We have implemented this approach in a simple to use pipeline. For this approach to work, at least a few datasets of proteins from (closely) related organisms should be available. The MMH pipeline leverages OrthoFinder, MAFTT and HMMER to identify single copy orthologs, align them, and generate hidden Markov models from the alignments. Those HMM models can then be searched against reference databases such as UniProt’s Swiss-Prot and trEMBL.

Dependencies

Installation

To download MMH from the command line with Git, then add MMH to the $PATH variable (for the current session), type:

git clone https://github.com/PombertLab/MMH.git
cd MMH/
export PATH=$PATH:$(pwd)

Example

For ease of use, we can create an environment variable pointing to the Example/ folder, let's call it EX (for example):

cd Example/         ## Replace Example/ by its location
export EX=$(pwd)

Creating orthologous datasets

Before we can create HMM models, we must first identify homologs in the datasets, then align them. We can do that with OrthoFinder and MAFFT.
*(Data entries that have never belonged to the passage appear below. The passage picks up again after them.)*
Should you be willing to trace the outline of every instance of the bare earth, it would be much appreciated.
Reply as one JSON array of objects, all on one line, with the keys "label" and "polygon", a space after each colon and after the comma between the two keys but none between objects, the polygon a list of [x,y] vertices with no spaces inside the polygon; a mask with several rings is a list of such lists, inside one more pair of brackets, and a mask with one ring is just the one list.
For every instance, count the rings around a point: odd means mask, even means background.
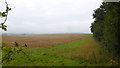
[{"label": "bare earth", "polygon": [[28,47],[46,47],[55,44],[70,42],[73,40],[82,39],[89,34],[40,34],[28,36],[2,36],[2,42],[7,46],[13,46],[11,42],[17,42],[19,45]]}]

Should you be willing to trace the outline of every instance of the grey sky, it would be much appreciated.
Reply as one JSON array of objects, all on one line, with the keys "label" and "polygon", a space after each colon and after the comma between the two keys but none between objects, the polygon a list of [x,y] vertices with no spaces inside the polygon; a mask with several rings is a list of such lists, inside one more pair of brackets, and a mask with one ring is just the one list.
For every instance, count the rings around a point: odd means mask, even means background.
[{"label": "grey sky", "polygon": [[4,33],[90,33],[93,10],[102,0],[9,0]]}]

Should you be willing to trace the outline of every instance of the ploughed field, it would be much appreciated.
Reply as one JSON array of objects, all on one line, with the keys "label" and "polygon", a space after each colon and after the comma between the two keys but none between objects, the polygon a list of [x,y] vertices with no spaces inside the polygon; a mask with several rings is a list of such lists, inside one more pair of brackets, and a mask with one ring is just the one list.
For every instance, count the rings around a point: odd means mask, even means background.
[{"label": "ploughed field", "polygon": [[40,34],[27,36],[2,36],[2,42],[7,46],[14,46],[11,42],[17,42],[19,45],[28,47],[46,47],[73,40],[80,40],[89,34]]}]

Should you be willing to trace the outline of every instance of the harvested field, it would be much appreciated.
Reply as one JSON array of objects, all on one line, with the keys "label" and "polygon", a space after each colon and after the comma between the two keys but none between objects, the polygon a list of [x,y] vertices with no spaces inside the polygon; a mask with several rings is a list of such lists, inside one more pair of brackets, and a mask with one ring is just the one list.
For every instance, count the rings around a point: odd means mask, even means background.
[{"label": "harvested field", "polygon": [[65,42],[71,42],[73,40],[82,39],[89,34],[40,34],[40,35],[28,35],[28,36],[2,36],[2,41],[7,46],[13,46],[11,42],[17,42],[19,45],[28,47],[46,47],[55,44],[61,44]]}]

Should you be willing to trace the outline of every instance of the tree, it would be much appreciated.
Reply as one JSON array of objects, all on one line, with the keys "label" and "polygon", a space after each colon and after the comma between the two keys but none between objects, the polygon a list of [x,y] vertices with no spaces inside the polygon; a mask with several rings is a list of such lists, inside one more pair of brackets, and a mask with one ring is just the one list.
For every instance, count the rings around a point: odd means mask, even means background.
[{"label": "tree", "polygon": [[0,28],[7,31],[7,29],[6,29],[7,26],[5,25],[5,23],[7,21],[8,13],[11,10],[11,8],[9,8],[6,0],[5,0],[5,4],[6,4],[6,10],[4,12],[0,12],[0,17],[5,18],[4,21],[2,23],[0,23]]},{"label": "tree", "polygon": [[94,38],[112,55],[120,57],[120,2],[103,2],[93,14]]}]

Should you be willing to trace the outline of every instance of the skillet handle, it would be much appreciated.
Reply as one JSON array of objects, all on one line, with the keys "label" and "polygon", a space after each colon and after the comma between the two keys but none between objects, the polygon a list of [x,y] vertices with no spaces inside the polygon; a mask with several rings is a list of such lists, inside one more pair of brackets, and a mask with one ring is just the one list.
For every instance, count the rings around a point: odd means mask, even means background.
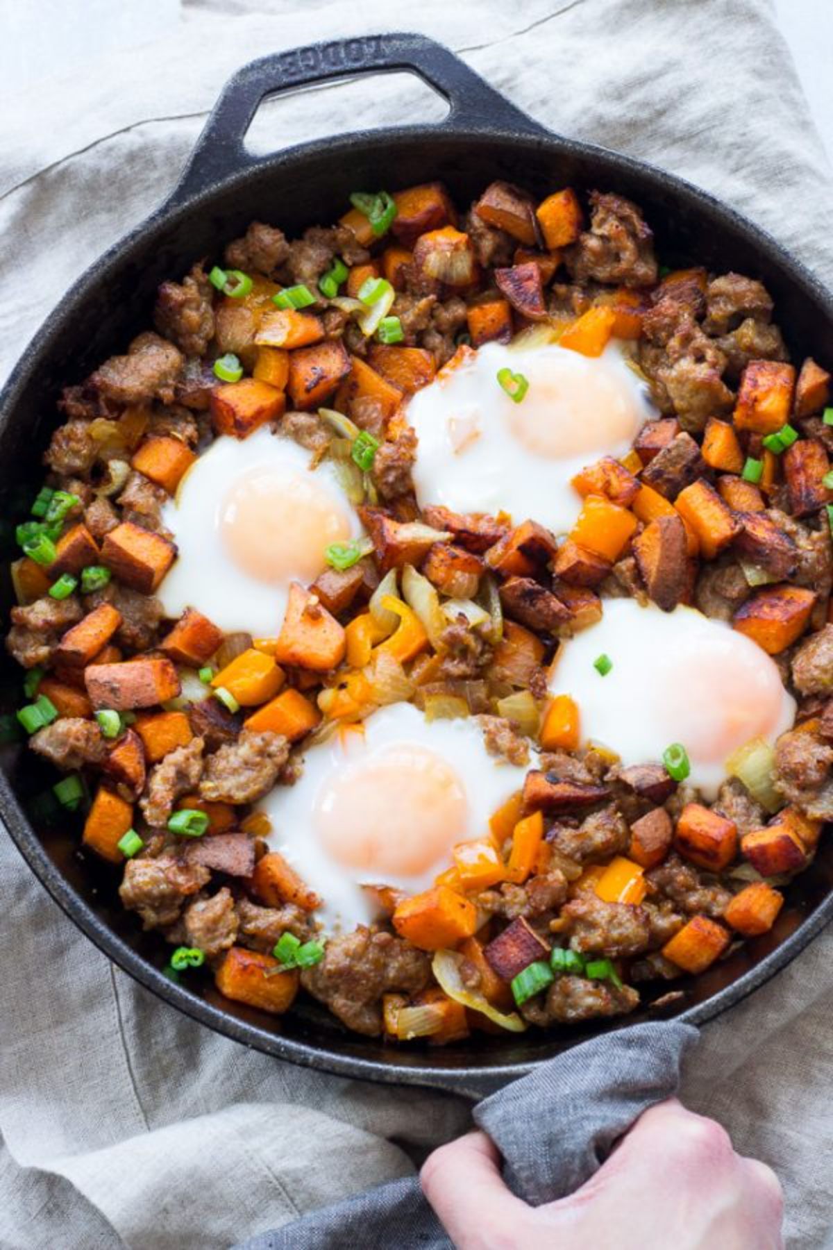
[{"label": "skillet handle", "polygon": [[330,79],[396,70],[412,70],[448,101],[451,109],[437,125],[438,131],[460,126],[547,134],[458,56],[425,35],[366,35],[310,44],[250,61],[229,79],[169,205],[190,200],[264,162],[265,158],[246,151],[245,138],[265,96]]}]

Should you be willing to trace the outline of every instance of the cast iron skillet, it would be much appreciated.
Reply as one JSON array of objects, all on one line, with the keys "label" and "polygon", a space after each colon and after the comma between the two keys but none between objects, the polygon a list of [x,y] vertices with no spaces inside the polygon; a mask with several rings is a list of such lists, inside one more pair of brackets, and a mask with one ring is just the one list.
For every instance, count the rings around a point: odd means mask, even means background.
[{"label": "cast iron skillet", "polygon": [[[246,151],[246,130],[265,96],[378,70],[418,74],[448,101],[447,119],[316,140],[267,158]],[[224,242],[255,218],[280,224],[292,236],[335,220],[356,189],[396,190],[442,179],[458,202],[468,204],[497,178],[541,196],[572,185],[634,199],[657,232],[661,258],[696,258],[721,272],[736,269],[761,278],[796,354],[833,364],[833,300],[773,239],[731,209],[669,174],[551,134],[447,49],[420,35],[316,44],[254,61],[230,80],[167,202],[87,270],[29,345],[0,398],[0,516],[17,518],[37,490],[40,455],[57,424],[61,386],[86,376],[150,325],[162,279],[179,278],[197,258],[219,256]],[[6,548],[4,565],[11,554],[7,538]],[[14,599],[5,566],[2,575],[5,621]],[[11,710],[20,702],[20,670],[4,658],[0,674],[0,705]],[[1,764],[0,815],[66,914],[159,998],[245,1045],[345,1075],[482,1094],[598,1032],[597,1026],[553,1035],[477,1035],[450,1048],[395,1049],[348,1034],[315,1004],[276,1020],[220,999],[209,975],[190,974],[186,985],[174,985],[160,970],[164,944],[142,934],[136,918],[121,910],[117,874],[95,856],[82,859],[80,818],[54,821],[37,810],[37,796],[54,781],[49,768],[24,748],[4,748]],[[709,1020],[794,959],[833,915],[832,886],[833,852],[826,845],[788,891],[772,934],[689,979],[679,1018],[692,1024]],[[624,1022],[653,1016],[646,1006]]]}]

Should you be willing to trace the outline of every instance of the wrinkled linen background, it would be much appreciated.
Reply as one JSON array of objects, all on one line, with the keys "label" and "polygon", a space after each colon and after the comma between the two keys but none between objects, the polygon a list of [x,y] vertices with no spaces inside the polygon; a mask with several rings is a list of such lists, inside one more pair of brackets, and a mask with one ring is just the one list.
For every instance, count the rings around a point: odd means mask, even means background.
[{"label": "wrinkled linen background", "polygon": [[[445,41],[555,130],[716,192],[833,281],[831,170],[767,0],[184,0],[177,31],[154,42],[151,20],[145,46],[99,60],[91,32],[85,64],[0,110],[0,375],[86,265],[169,194],[237,66],[396,29]],[[259,146],[438,118],[410,84],[270,102]],[[832,966],[828,931],[706,1026],[684,1065],[687,1104],[782,1178],[792,1246],[833,1246]],[[157,1002],[76,931],[5,836],[0,985],[4,1250],[224,1250],[411,1174],[468,1124],[462,1100],[281,1064]]]}]

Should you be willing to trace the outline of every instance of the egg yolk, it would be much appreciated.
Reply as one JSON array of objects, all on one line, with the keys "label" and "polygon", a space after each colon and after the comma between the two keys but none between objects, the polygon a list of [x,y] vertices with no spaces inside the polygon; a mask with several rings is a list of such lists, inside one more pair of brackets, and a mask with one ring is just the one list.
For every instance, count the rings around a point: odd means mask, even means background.
[{"label": "egg yolk", "polygon": [[251,578],[312,581],[331,542],[350,539],[346,508],[313,474],[269,466],[236,479],[219,512],[222,542]]},{"label": "egg yolk", "polygon": [[616,446],[642,424],[638,400],[602,359],[552,348],[526,358],[523,370],[530,389],[522,402],[505,401],[506,420],[536,456],[559,460]]},{"label": "egg yolk", "polygon": [[460,778],[435,751],[391,744],[340,769],[318,790],[313,826],[331,860],[368,880],[418,876],[466,832]]}]

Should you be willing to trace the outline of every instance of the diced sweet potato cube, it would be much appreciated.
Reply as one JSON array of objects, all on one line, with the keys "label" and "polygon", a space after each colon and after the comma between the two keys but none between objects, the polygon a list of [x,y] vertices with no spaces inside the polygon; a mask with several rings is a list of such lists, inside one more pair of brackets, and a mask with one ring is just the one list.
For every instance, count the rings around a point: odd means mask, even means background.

OrthoFinder command line options are described on its GitHub page. To run OrthoFinder on the data located in the Example/ folder (using 10 threads; -t 10), type:

orthofinder \
   -t 10 \
   -f $EX/FASTA/ \
   -S diamond \
   -o $EX/OrthoFinder

find $EX/OrthoFinder -name "Orthogroups.tsv" | xargs cp -t $EX/

To create datasets with standardized names (file_name@accession_number), type:

make_orthogroup_datasets.pl \
   -f $EX/FASTA/ \
   -t $EX/Orthogroups.tsv \
   -o $EX/Datasets

Two outputs folders will be generated inside the Datasets/ directory: SINGLE_COPY_OG and MULTI_COPY_OG. Datasets featuring only single copy orthologs will be located in SINGLE_COPY_OG. Those featuring more than one ortholog per species, if any, will be located in MULTI_COPY_OG.

Options for make_orthogroup_datasets.pl are:

-f (--fasta)   Folder containing multifasta files
-t (--tsv)     Orthogroups.tsv file(s) from OrthoFinder
-o (--outdir)  Output directory

To align single-copy ortholog datasets with MAFFT, type:

run_mafft.pl \
   -f $EX/Datasets/SINGLE_COPY_OG/*.fasta \
   -t 10

Alignments thus generated (with the file extension .aln) will be located in the same folder as the FASTA files.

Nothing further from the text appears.